Pertama, peningkatan kapasitas produksi lewat pemanfaatan teknologi pengolahan tepat guna. Tujuannya agar produk KopDes/Kel Merah Putih tidak berhenti di level bahan mentah, melainkan bisa menghasilkan produk turunan sawit bernilai tinggi.
Kedua, penguatan kapasitas manajerial koperasi dengan pendampingan usaha. Fokus awal diarahkan pada koperasi di Kabupaten Kotawaringin Barat, Kalimantan Tengah, yang diproyeksikan sebagai pusat percontohan.
Ketiga, digitalisasi koperasi. Saat ini, dari 94 KopDes/Kel Merah Putih yang tercatat, masih ada 21 koperasi yang belum terdaftar dalam Sistem Informasi Koperasi Desa (Simkopdes). Padahal, keikutsertaan dalam sistem ini menjadi pintu masuk penting untuk mengakses pembiayaan maupun pasar.
Keempat, rencana bisnis berbasis potensi desa. Setiap koperasi didorong untuk menyusun proposal usaha sesuai kondisi wilayah masing-masing. Dukungan tambahan akan datang dari LPDB, organisasi mitra seperti Agriterra, serta pemerintah daerah.
“Semua pihak bisa bersama-sama mendorong KSMJ menjadi salah satu piloting program hilirisasi berbasis sawit di tingkat desa,” tegas Elviandi.
Kemenkop juga menyoroti pentingnya standarisasi mutu produk KopDes/Kel Merah Putih.
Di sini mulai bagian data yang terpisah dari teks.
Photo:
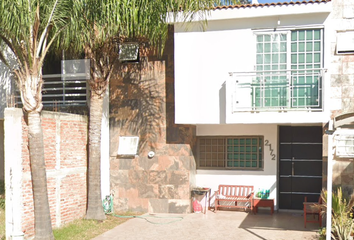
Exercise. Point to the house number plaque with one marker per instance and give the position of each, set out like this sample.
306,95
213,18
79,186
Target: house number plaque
266,143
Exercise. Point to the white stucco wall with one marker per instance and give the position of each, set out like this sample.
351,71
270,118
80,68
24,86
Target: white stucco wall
203,61
262,179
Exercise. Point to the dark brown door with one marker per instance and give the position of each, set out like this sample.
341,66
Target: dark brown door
300,165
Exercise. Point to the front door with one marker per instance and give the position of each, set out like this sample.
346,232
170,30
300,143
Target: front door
300,165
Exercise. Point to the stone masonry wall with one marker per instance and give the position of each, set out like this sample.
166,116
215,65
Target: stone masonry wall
65,141
142,104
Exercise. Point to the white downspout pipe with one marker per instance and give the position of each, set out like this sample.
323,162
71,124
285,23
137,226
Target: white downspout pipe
329,181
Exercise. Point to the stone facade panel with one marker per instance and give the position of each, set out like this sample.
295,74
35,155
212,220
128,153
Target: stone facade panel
178,177
157,177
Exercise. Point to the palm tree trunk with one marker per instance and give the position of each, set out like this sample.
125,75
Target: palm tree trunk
43,226
94,202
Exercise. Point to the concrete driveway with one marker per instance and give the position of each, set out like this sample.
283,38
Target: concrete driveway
221,225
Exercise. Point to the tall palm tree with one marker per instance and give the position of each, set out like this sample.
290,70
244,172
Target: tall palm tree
96,30
28,28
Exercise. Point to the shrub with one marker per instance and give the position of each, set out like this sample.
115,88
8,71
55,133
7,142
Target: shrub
342,215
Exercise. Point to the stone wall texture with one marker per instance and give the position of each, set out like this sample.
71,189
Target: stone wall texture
65,143
142,104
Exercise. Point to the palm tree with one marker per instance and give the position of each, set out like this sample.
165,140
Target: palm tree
28,28
96,30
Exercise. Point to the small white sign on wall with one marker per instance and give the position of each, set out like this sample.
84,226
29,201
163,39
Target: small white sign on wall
345,42
128,145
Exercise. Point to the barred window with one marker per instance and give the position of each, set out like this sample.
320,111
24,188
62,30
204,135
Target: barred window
241,152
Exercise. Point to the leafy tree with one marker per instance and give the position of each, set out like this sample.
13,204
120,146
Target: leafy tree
28,28
96,30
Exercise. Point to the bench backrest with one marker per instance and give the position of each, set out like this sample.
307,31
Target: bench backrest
235,190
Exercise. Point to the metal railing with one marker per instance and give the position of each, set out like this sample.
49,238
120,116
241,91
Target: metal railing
66,89
62,90
279,90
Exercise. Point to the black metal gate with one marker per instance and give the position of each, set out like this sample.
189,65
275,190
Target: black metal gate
300,165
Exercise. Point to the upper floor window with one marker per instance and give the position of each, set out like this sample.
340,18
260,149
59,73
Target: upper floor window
288,72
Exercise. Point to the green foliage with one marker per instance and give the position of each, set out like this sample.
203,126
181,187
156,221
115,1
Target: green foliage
87,229
342,216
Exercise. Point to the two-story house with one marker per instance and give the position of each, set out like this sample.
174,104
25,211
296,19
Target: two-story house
249,100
Dengan standar yang jelas, produk koperasi tidak hanya siap bersaing di pasar domestik, tapi juga berpotensi masuk ke jaringan distribusi yang lebih luas.
“Ini semua sebagai upaya mendorong perkembangan usaha KopDes Merah Putih melalui hilirisasi komoditas unggulan di Kabupaten Kotawaringin Barat,” lanjut Elviandi.
Bagi petani, langkah ini lebih dari sekadar program pemerintah. Selama ini, mereka hanya bisa menjual tandan buah segar (TBS) kepada pabrik besar dengan margin keuntungan terbatas. Dengan hadirnya KSMJ, terbuka peluang agar petani ikut menikmati nilai tambah dari hasil olahan sawit.
Hilirisasi berbasis koperasi juga membawa pesan simbolis: bahwa industri sawit tidak melulu dimonopoli korporasi. Petani bisa menjadi pemain, bukan sekadar pemasok. Dari desa, dari koperasi, sebuah pabrik CPO berbasis rakyat kini mulai dirintis.
KSMJ pun hadir sebagai bukti nyata bahwa hilirisasi sawit bisa tumbuh dari petani, untuk petani, lewat koperasi. Langkah kecil ini diharapkan menjadi fondasi besar bagi kemandirian ekonomi desa dan penguatan posisi petani sawit di masa depan.